CN105653615A - Big data based computer data mining discovery method - Google Patents
Big data based computer data mining discovery method Download PDFInfo
- Publication number
- CN105653615A CN105653615A CN201510991107.1A CN201510991107A CN105653615A CN 105653615 A CN105653615 A CN 105653615A CN 201510991107 A CN201510991107 A CN 201510991107A CN 105653615 A CN105653615 A CN 105653615A
- Authority
- CN
- China
- Prior art keywords
- data
- interest
- data mining
- parameter
- discovery
- Prior art date
- Legal status (The legal status is an assumption and is not a legal conclusion.
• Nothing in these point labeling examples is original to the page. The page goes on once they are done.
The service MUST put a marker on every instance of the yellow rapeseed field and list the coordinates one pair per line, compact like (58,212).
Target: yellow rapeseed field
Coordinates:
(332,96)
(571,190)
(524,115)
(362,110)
Google has not performed a legal analysis and makes no representation as to the accuracy of the status listed.)
- Pending
Links
Classifications
-
- G—PHYSICS
- G06—COMPUTING; CALCULATING OR COUNTING
- G06F—ELECTRIC DIGITAL DATA PROCESSING
- G06F16/00—Information retrieval; Database structures therefor; File system structures therefor
- G06F16/20—Information retrieval; Database structures therefor; File system structures therefor of structured data, e.g. relational data
- G06F16/24—Querying
- G06F16/245—Query processing
- G06F16/2458—Special types of queries, e.g. statistical queries, fuzzy queries or distributed queries
- G06F16/2465—Query processing support for facilitating data mining operations in structured databases
-
- G—PHYSICS
- G06—COMPUTING; CALCULATING OR COUNTING
- G06F—ELECTRIC DIGITAL DATA PROCESSING
- G06F16/00—Information retrieval; Database structures therefor; File system structures therefor
- G06F16/20—Information retrieval; Database structures therefor; File system structures therefor of structured data, e.g. relational data
- G06F16/28—Databases characterised by their database models, e.g. relational or object models
- G06F16/284—Relational databases
- G06F16/285—Clustering or classification
Landscapes
- Engineering & Computer Science (AREA)
- Databases & Information Systems (AREA)
- Theoretical Computer Science (AREA)
- Physics & Mathematics (AREA)
- General Engineering & Computer Science (AREA)
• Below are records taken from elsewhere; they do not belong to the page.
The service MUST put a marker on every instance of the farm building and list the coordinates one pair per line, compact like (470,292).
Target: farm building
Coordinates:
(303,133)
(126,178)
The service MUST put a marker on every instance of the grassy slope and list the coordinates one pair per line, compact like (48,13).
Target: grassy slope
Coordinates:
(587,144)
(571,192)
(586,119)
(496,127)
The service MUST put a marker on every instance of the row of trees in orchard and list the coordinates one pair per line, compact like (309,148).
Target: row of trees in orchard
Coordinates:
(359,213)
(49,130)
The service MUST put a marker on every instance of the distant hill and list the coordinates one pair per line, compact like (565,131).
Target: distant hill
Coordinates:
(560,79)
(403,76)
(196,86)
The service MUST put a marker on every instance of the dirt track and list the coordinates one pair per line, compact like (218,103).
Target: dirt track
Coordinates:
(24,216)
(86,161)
- General Physics & Mathematics (AREA)
- Data Mining & Analysis (AREA)
- Fuzzy Systems (AREA)
- Mathematical Physics (AREA)
- Probability & Statistics with Applications (AREA)
- Software Systems (AREA)
- Computational Linguistics (AREA)
- Management, Administration, Business Operations System, And Electronic Commerce (AREA)
Abstract
The invention discloses a big data based computer data mining discovery method. The computer data mining discovery method comprises the steps of denoising and normalizing an input sample set; then selecting a generated cluster number and an initial cluster parameter to execute a mean cluster algorithm, taking computing results as sub-clusters of an initial cluster, and computing an eigenvector; and finally setting a discovery interest parameter and comparing the discovery interest parameter with an interest characteristic to output interest characteristic data. According to the method, massive data can be effectively processed, the computing speed of data mining can be increased, the precision of data mining can be improved, and the required discovery interest characteristic data can be effectively extracted.
Description
Technical field
The present invention relates to the field of computer data digging technology, especially relate to excavate heuristic approach based on the computer data of big data.
Background technology
In recent years, along with the development of the technology such as data acquisition and storage, the data of information-intensive society present formula of being packed and increase, and occur in that the situation of " data rich, poor in information ". Mass data not only makes people be difficult to tell useful data, more considerably increases the complexity of data analysis work. In order to solve this problem, data mining technology is arisen at the historic moment. The birth of data mining, it is intended to by society exists can widely used mass data, convert useful knowledge and information to, be applied to the market analysis, fake monitoring, client possess, the control of product and Science Explorations etc.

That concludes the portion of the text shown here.